Há ideias difundidas na sociedade que, depois de espalhadas, cristalizam-se e tornam-se muito difíceis de combater, muito embora não tenham base fática ou jurídica. Entre essas ideias, uma das mais resistentes é a de que a solução da criminalidade é o aumento das prisões.

Destarte, ainda que a atuação repressiva e punitiva do Estado tenha sua importância e, por conseguinte, mostrar-se salutar o aumento da presença policial ostensiva, câmaras, etc., o combate à insegurança pública não deve se restringir ao aumento das prisões e seu tempo de duração. Aliás, é essa ideia de que o crime se combate, exclusivamente, pela prisão que leva a tanta repulsa ao instituto da audiência de custódia, pois, também, resta cristalizado na sociedade o entendimento de que tal audiência serve apenas para soltar criminosos.

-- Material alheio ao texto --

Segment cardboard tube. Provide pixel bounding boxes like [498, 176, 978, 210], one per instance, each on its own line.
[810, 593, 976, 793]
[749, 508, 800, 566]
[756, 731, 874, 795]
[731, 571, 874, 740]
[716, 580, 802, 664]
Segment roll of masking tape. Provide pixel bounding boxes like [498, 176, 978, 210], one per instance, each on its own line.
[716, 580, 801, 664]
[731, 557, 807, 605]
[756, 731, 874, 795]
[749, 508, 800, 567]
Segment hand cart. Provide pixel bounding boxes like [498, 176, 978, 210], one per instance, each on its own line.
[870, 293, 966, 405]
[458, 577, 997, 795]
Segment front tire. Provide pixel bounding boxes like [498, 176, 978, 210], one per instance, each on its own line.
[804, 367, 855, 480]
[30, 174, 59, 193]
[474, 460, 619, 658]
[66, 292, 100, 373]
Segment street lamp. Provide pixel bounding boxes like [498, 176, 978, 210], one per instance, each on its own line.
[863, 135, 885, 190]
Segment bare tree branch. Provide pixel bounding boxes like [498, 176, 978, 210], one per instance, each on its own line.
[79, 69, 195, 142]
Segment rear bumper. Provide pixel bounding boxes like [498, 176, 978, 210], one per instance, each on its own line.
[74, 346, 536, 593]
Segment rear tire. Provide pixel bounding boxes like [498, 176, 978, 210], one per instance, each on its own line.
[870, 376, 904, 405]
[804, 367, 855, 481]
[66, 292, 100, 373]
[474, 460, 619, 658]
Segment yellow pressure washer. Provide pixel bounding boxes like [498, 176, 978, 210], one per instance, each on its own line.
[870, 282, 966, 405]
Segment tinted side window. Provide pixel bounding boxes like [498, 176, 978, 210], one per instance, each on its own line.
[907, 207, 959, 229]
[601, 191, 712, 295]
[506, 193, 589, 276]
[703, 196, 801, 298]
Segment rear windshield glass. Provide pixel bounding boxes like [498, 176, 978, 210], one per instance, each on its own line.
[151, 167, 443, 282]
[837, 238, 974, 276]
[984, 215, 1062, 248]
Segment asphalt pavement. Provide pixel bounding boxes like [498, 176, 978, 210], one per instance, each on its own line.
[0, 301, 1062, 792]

Semelhantemente, toma-se por verdade que, no Brasil, a reincidência alcança o índice de 80%, quando, na realidade, nunca foi realizada nenhuma pesquisa da reincidência em âmbito nacional.

De outra sorte, muito embora as prisões no Brasil tenham quase dobrado em dez anos, passando de 401.200 em 2006 para 726.700, em 2016, consoante pode ser observado no Levantamento Nacional de Informações Penitenciárias (Infopen), do Ministério da Justiça, que entre 2006 e 2016, 553 mil pessoas perderam suas vidas devido à violência intencional no Brasil, alcançando a média de 30 homicídios por 100 mil habitantes, como consta no site do Instituto de Pesquisa Econômica Aplicada (IPEA). 

Ressalte-se que, dado o aumento nas prisões, pelo mesmo Infopen se observa que o Brasil tem hoje 700 mil presos para 450 mil vagas, com 350 mil mandados de prisão ou recaptura sem cumprimento, o que, se ocorresse, explodiria ainda mais a superlotação das unidades prisionais, sendo público e notório, pela divulgação do Conselho Nacional de Justiça (CNJ) que, no Brasil, gasta-se, em média, R$ 2.500,00 por preso a cada mês.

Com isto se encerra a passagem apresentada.